– Cappuccino e cornetto sono garantiti, a patto di fare qualche passo in più. Colazione al bar il giorno di Natale: a Viterbo si può fare, basta solo trovare un bar aperto.
Ce ne sono, ma non molti e tra questi, diversi rimangono con le saracinesche alzate soltanto la mattina. E’ Natale anche per baristi e camerieri.
Temperature miti e un sole, che seppure timidamente ha fatto la sua comparsa sulla città, hanno spinto molti viterbesi a uscire di casa e fare quattro passi.
In centro, meta obbligata il mercatino a piazza del Sacrario. Diverse le bancarelle aperte, quindi gli ultimi acquisti di dolci in pasticceria e poi di nuovo a casa.
Fra i patiti del panettone dell’ultim’ora, anche l’ex assessore Giovanni Arena. Entra nel locale a dieci secondi esatti dalla chiusura. Se dovesse ricandidarsi, purtroppo per lui ha perso almeno tre potenziali elettori: cassiera, barista e cameriere.
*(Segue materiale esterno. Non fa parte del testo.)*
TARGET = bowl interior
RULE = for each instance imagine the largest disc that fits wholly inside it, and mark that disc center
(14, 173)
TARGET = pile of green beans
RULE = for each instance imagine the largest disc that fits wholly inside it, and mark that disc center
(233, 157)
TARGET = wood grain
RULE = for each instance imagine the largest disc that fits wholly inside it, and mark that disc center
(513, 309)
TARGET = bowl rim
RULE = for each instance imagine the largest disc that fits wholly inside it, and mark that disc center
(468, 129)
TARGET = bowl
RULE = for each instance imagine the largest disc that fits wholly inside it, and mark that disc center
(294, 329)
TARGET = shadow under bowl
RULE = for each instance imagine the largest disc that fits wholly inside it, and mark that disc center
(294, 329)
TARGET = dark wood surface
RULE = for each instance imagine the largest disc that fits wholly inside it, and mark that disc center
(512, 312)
Dopo le tredici Viterbo torna di nuovo silenziosa e deserta, come la sera della vigilia. Stesso silenzio e stessa atmosfera di una giornata di neve. Unica differenza: le strade non imbiancate.
Negozi ovviamente chiusi, tranne qualche eccezione. La libreria dei Salici in via Cairoli ha deciso di rimanere aperta la mattina e la gente sembra apprezzare, poi poco altro.
Un negozio d’articoli per la casa gestito da cinesi, una pizzeria, ma pure in questo caso non gestita da italiani.
Trovare un ristorante aperto, altra missione impossibile. Natale con i tuoi non fa eccezione nemmeno a Viterbo. Eppure qualcosa c’è.
Su via San Lorenzo ai tavoli di una pizzeria ci sono i sopravvissuti del cenone della vigilia. Il giorno dopo, una pizza margherita disintossicante. Sembrano apprezzare. Ma sono un’eccezione. Il 25, pranzo in famiglia.
Una mamma su via Roma minaccia al cellulare non si sa bene quale tipo di ritorsione un parente se non scende immediatamente e si aggiunge al banchetto familiare. Eccolo, il vero spirito del Natale. Sii felice e se non lo sei, fai finta, senza rompere troppo.
E’ Natale e te ne accorgi. Di buon mattino un ragazzo gentile e dai modi affabili, a via Orologio Vecchio insulta un passante solo perché gli ha consigliato di togliere la macchina, sennò rischia di prendere la multa.
Voleva fare la sua buona azione natalizia. Mal gliene incolse. Pazienza.
Chi l’ha detto che a Natale siamo tutti più buoni? A Natale siamo gli stessi del 23 o del 27 dicembre. Altro che più buoni. Al massimo, solo un po’ più matti. E con la voglia di parcheggiare in divieto di sosta. Possibilmente di fronte al magazzino di babbo Natale, così non esce.
Tanto viene sempre con il regalo sbagliato. Va bene che conta il pensiero, ma perché ti arriva sempre quello sbagliato?